Hang in there sweetie and keep fighting. I'm right next to you with my boxing gloves on. I think of you often and I'll send you LOTS of light and prayers!!
Love
Lauren
maggie043
11-12-2005, 06:03 PM
There is no alternative - well except dying slowly, hmmmm, ED dying slowly, Lupus dying slowly, seems to be a common theme in my life. My Lupus has gone wild and the chemo is to try and jolt the system to get it functioning again. Its pretty scary. God all I have wanted all day was an adult, who could understand how scared I am, to just give me a huge hug. The problem is there is no such beast in my life. I can't talk to my kids about this, they know what is going on but Im not going to dwell on my fears with them. Methotrexate - nasty nasty business, I feel sick most of the time, oh grrrr Im so PISSED OFF.
firewtr38
11-12-2005, 08:38 PM
I know that I'm not sitting right there so it's not a "real hug" but I'm giving you a BIG, GIANT, STRONG Cyber Hug!!!!!!!!!!!!
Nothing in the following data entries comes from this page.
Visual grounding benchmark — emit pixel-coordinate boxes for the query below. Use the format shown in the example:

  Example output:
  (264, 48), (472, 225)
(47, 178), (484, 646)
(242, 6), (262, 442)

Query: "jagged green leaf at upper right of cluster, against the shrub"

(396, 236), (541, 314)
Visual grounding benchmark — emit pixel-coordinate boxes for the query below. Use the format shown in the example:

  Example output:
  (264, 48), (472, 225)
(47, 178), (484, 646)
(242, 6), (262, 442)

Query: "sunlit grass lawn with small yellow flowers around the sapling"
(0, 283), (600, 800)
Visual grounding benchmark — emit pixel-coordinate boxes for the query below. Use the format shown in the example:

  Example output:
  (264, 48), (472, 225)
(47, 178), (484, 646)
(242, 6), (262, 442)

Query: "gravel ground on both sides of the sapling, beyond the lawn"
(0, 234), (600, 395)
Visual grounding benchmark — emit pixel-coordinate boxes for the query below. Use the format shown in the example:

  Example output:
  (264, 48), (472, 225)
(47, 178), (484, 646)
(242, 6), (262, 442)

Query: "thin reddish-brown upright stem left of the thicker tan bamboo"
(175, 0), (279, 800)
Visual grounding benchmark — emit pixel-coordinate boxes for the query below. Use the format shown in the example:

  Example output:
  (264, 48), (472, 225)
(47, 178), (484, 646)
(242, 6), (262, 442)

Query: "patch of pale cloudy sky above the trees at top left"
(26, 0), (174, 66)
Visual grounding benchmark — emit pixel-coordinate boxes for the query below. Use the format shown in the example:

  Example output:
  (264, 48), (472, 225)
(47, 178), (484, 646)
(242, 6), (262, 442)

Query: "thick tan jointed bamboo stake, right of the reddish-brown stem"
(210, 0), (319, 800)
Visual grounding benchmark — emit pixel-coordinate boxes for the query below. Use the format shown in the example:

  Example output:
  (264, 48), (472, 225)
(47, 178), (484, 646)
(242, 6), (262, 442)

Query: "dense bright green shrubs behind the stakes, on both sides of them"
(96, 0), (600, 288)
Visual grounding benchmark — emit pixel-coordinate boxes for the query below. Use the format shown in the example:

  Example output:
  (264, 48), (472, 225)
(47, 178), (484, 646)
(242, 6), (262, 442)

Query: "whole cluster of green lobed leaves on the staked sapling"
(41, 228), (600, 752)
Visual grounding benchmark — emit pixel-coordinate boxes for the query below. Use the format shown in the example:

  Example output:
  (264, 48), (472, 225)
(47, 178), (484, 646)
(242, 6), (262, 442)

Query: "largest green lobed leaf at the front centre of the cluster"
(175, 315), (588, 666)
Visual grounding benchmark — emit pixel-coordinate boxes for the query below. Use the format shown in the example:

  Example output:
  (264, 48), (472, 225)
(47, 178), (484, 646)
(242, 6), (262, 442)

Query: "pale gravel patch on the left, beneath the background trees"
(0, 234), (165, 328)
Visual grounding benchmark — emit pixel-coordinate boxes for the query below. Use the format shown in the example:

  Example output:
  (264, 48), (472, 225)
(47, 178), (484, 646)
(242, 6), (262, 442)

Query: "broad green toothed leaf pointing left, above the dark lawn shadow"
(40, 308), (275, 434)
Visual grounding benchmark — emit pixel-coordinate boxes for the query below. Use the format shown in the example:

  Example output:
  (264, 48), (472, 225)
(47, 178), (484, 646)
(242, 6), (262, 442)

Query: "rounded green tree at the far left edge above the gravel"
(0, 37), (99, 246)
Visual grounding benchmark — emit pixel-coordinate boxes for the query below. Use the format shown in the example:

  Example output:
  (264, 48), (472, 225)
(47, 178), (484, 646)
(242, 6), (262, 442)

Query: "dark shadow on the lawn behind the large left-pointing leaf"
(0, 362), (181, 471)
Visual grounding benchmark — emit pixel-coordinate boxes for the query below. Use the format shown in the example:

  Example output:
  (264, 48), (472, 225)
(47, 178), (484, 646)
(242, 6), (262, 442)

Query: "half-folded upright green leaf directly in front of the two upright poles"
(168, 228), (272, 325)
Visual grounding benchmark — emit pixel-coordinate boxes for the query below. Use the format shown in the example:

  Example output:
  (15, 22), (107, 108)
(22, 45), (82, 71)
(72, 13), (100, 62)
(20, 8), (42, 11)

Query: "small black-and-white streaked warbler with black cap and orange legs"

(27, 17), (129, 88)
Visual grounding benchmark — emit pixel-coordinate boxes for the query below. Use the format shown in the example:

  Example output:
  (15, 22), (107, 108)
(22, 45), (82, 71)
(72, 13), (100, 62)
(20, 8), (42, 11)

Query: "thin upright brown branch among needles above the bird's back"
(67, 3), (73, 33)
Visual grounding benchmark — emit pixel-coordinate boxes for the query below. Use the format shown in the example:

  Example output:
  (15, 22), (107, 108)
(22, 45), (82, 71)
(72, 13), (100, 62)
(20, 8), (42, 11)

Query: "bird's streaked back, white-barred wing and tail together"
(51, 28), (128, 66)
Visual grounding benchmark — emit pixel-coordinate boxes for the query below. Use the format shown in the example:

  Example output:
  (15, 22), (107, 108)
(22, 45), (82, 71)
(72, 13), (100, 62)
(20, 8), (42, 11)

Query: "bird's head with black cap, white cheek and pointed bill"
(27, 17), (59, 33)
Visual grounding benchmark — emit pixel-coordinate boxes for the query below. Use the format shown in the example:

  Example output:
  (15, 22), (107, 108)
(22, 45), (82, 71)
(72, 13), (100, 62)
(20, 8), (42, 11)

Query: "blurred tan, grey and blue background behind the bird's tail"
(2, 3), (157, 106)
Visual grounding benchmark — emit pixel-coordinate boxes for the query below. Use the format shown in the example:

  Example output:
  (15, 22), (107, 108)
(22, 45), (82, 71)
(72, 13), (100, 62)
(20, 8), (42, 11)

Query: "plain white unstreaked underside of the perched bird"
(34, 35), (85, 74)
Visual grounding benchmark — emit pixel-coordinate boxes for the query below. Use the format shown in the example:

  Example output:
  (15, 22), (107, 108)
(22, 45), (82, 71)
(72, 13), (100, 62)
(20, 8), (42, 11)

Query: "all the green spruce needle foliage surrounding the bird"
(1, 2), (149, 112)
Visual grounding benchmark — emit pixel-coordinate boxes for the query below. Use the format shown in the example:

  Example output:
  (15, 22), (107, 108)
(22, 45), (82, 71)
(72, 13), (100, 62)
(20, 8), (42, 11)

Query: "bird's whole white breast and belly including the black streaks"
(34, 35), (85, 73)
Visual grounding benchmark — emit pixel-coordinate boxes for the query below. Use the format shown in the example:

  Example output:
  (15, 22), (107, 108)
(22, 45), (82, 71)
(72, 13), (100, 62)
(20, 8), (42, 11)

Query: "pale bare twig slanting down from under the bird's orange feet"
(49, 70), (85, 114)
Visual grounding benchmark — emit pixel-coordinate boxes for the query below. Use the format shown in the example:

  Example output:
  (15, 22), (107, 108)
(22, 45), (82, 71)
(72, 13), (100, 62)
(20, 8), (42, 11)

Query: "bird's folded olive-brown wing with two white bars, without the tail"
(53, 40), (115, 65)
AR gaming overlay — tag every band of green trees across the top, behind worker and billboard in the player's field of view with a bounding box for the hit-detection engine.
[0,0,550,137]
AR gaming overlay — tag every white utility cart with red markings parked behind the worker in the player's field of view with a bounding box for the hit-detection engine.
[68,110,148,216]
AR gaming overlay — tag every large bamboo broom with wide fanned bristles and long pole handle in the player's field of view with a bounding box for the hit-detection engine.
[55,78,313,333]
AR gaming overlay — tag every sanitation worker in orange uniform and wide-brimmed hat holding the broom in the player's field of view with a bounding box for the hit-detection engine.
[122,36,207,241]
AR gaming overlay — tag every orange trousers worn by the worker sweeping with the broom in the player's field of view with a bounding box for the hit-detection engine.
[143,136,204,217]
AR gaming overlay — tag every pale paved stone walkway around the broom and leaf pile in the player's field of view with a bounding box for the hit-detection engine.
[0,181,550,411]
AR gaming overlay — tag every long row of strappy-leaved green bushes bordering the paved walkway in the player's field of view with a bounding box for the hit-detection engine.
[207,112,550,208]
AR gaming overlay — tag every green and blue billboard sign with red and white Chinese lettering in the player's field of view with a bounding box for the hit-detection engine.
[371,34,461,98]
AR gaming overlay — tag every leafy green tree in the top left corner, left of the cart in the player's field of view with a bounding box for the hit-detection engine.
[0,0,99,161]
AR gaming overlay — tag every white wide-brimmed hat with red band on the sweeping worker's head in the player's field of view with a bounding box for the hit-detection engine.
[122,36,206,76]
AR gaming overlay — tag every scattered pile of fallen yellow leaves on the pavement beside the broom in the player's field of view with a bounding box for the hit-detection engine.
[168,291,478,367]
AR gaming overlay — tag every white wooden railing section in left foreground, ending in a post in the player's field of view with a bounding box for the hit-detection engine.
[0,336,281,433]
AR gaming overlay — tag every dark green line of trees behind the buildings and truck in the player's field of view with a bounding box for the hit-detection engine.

Hang in there, you're an incredibly strong and resiliant woman.
maggie043
11-12-2005, 09:00 PM
Lauren-
thanks for caring about me, I really really really appreciate the support. I get compassion fatigue from my job sometimes especially with all that is going on with me, sometimes I get jealous - wishing I had someone like me for me, ya know? My shrink has been really caring too - relaxing the rules a little so I don't feel so pressured, this chemo is really a hard thing - fighting nausea, trying to eat with no appetite from the medication, ED screaming in my head all the time, then no energy to fight off the PTSD, its been a nightmare..
iwillgetwell
11-27-2005, 10:36 PM
I just wanted to say hi Maggie. I hope you are doing well.
Keep your head high there are people who care. ((MAGGIE)) :wave: :angel:
seaturtle
11-27-2005, 10:56 PM
Hi,
Is sounds like a really horrible time for you. I have fibromyalgia and my immune system is deficient, and sometimes I have to sleep a lot and just can't do a lot. I had to take prednisone for a while, and I remember that weight gain. And having to have chemo, too...with the lupus..you have such a lot to deal with now.
I'm here to listen, if that helps. I have just a small idea how it is to have to struggle with physical diseases in addition to the ED. Try to just float a little, and keep in mind that the meds will be over at some point.